O Governo do Ceará abriu uma investigação para apurar a conduta de policiais que decidiram preservar parte de uma plantação de maconha localizada durante uma megaoperação realizada em Acopiara, no Centro-Sul do estado. A medida foi adotada após a repercussão de imagens que mostram agentes deixando uma área do cultivo intacta para posterior realização de perícia e coleta de provas.

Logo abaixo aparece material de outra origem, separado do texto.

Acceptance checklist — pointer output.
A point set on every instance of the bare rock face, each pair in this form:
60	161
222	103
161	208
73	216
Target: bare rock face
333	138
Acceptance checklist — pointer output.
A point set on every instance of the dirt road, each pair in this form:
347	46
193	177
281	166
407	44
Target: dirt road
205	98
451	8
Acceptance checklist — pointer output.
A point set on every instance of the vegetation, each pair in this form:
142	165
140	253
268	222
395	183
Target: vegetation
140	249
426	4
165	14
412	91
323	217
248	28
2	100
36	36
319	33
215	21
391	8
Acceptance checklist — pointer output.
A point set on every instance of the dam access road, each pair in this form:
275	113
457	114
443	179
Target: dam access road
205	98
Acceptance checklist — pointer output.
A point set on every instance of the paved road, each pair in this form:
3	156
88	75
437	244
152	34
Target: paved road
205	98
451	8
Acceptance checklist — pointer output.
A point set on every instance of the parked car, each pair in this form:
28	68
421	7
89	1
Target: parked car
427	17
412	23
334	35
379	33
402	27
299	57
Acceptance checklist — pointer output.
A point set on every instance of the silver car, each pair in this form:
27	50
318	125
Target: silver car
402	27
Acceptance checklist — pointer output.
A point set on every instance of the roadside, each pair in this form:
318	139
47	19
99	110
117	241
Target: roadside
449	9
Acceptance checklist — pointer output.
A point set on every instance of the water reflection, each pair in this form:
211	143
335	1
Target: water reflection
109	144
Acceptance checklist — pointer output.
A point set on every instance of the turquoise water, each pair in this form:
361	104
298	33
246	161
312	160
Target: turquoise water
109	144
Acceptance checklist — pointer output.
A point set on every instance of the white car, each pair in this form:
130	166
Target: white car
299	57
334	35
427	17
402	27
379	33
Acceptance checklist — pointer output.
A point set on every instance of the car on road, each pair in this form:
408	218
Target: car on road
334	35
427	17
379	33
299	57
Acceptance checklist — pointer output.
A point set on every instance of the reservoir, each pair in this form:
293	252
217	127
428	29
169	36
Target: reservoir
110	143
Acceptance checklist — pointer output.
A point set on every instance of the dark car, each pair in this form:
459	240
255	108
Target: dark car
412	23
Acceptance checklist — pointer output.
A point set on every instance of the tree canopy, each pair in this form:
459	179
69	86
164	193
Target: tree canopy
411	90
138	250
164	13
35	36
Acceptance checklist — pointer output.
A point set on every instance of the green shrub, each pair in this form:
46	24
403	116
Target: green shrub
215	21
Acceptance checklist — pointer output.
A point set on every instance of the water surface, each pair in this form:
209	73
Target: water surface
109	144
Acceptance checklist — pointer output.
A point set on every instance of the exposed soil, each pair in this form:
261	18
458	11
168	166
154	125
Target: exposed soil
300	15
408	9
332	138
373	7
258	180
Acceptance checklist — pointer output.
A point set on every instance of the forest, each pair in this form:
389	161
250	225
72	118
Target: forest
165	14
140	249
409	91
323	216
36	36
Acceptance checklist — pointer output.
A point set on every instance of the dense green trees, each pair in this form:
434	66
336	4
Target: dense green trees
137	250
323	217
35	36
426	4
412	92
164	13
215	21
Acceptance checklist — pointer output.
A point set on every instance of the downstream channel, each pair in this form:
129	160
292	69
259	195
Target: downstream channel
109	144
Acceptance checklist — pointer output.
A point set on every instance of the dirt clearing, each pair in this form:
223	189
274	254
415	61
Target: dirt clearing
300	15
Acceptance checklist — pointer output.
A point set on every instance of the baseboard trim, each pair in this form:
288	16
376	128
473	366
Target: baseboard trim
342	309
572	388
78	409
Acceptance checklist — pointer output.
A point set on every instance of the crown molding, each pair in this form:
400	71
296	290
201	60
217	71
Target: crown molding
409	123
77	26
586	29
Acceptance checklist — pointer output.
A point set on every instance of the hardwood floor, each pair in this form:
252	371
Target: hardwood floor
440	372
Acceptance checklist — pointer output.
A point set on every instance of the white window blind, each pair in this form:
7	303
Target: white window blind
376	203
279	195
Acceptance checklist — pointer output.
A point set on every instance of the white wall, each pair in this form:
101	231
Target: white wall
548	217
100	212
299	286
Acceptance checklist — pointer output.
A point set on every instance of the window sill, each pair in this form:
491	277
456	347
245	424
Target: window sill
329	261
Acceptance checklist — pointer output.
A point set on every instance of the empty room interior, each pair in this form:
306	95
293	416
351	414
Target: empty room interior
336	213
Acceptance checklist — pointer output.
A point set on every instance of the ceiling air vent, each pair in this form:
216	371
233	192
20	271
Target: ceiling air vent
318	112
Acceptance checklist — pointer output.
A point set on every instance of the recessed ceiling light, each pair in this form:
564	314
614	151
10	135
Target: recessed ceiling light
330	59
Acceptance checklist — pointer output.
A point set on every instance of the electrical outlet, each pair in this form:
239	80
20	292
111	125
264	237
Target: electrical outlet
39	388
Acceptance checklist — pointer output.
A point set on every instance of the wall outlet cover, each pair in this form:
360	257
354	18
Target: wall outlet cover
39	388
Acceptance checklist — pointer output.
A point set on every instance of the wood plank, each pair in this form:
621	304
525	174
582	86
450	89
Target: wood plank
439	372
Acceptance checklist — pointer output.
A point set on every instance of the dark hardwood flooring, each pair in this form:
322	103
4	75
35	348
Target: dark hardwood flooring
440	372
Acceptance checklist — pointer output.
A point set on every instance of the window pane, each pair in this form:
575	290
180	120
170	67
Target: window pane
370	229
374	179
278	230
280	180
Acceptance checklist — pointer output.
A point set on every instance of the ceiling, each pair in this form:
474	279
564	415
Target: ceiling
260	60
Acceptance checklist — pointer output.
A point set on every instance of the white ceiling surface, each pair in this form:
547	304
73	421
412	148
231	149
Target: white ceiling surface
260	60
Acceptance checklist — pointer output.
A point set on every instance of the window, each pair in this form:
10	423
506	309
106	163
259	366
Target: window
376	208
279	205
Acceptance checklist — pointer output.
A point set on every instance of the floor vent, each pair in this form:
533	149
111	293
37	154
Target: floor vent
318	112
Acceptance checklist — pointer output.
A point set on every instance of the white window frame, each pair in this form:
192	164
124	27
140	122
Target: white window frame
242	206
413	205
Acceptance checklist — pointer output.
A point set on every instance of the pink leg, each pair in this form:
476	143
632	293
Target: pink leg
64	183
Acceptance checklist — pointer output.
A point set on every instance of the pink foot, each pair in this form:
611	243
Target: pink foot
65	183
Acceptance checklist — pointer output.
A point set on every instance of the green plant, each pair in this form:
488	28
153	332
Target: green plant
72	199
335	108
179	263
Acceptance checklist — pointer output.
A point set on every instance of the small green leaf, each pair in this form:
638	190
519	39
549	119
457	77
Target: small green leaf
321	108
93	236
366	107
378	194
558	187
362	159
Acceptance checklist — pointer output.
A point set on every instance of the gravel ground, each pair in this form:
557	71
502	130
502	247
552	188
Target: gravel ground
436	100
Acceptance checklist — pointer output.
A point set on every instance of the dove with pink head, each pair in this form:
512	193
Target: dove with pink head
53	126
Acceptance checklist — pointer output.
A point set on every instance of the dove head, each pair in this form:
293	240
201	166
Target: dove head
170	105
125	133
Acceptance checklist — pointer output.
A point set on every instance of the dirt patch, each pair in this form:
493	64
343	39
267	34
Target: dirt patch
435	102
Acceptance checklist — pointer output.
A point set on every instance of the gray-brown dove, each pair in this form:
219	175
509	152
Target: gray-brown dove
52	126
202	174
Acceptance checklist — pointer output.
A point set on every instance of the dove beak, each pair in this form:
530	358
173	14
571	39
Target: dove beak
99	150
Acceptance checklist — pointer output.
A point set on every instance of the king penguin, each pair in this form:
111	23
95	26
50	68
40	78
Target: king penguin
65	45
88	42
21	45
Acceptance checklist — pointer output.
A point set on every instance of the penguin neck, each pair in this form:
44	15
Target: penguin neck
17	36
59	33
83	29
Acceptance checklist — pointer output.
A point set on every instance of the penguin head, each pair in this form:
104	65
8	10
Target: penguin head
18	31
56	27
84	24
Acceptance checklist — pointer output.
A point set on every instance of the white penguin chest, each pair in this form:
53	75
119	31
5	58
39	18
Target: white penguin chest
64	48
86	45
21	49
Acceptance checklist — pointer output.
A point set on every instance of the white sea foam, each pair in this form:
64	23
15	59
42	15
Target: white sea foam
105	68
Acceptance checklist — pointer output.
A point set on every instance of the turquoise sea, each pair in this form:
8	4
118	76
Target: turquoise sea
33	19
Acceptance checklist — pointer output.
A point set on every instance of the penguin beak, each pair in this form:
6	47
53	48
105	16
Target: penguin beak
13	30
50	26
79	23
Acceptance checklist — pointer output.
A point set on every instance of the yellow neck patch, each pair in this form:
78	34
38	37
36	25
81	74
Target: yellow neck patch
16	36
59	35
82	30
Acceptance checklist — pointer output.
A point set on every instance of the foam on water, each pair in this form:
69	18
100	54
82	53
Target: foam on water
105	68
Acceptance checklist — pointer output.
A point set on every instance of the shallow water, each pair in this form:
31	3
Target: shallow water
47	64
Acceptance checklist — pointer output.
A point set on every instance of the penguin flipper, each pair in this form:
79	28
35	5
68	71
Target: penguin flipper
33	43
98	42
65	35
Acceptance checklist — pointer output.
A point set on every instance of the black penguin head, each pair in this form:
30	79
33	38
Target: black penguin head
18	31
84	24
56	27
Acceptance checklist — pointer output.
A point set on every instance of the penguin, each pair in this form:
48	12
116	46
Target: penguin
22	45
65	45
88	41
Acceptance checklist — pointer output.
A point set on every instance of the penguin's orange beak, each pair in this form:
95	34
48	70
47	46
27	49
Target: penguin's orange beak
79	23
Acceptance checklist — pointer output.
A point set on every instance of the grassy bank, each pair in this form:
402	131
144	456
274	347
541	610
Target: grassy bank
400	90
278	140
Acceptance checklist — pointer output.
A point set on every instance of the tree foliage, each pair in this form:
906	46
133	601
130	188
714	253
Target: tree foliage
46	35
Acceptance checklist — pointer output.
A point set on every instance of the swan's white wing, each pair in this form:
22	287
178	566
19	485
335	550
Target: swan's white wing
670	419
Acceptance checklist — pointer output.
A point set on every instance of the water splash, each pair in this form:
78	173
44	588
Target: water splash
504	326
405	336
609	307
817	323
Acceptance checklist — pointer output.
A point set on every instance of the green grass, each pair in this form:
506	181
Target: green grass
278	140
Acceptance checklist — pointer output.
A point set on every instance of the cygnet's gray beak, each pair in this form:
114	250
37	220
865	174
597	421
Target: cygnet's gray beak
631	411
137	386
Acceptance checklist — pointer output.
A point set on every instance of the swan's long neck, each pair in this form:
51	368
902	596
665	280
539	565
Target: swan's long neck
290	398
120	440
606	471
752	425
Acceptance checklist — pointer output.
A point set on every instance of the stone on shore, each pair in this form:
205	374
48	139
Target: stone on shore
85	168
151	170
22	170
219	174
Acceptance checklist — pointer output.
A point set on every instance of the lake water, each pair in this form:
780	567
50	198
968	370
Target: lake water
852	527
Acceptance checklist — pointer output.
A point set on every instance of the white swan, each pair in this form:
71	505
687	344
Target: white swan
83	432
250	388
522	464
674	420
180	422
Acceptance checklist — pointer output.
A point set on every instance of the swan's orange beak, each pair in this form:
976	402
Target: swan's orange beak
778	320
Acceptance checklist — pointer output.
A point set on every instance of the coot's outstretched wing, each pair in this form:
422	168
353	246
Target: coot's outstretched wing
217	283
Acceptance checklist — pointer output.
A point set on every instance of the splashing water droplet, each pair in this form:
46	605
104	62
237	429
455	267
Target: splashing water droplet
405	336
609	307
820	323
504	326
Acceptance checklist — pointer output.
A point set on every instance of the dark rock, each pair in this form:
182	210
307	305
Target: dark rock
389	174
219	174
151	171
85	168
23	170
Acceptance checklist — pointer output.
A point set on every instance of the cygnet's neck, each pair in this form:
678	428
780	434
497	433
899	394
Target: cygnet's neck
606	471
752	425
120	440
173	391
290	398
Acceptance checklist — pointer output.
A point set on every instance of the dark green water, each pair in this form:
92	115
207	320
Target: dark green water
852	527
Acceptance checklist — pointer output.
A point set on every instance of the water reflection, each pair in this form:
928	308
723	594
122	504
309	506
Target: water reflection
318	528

A plantação foi descoberta na última quinta-feira (25) e é considerada a maior já localizada pela Polícia Civil do Ceará nos últimos anos. Segundo a Secretaria da Segurança Pública e Defesa Social (SSPDS), foram encontrados cerca de 290 mil pés de maconha distribuídos em uma área de aproximadamente três hectares, equivalente a quatro campos do Estádio Castelão. Do total, cerca de 160 mil pés estavam em fase de cultivo e 130 mil já haviam sido colhidos.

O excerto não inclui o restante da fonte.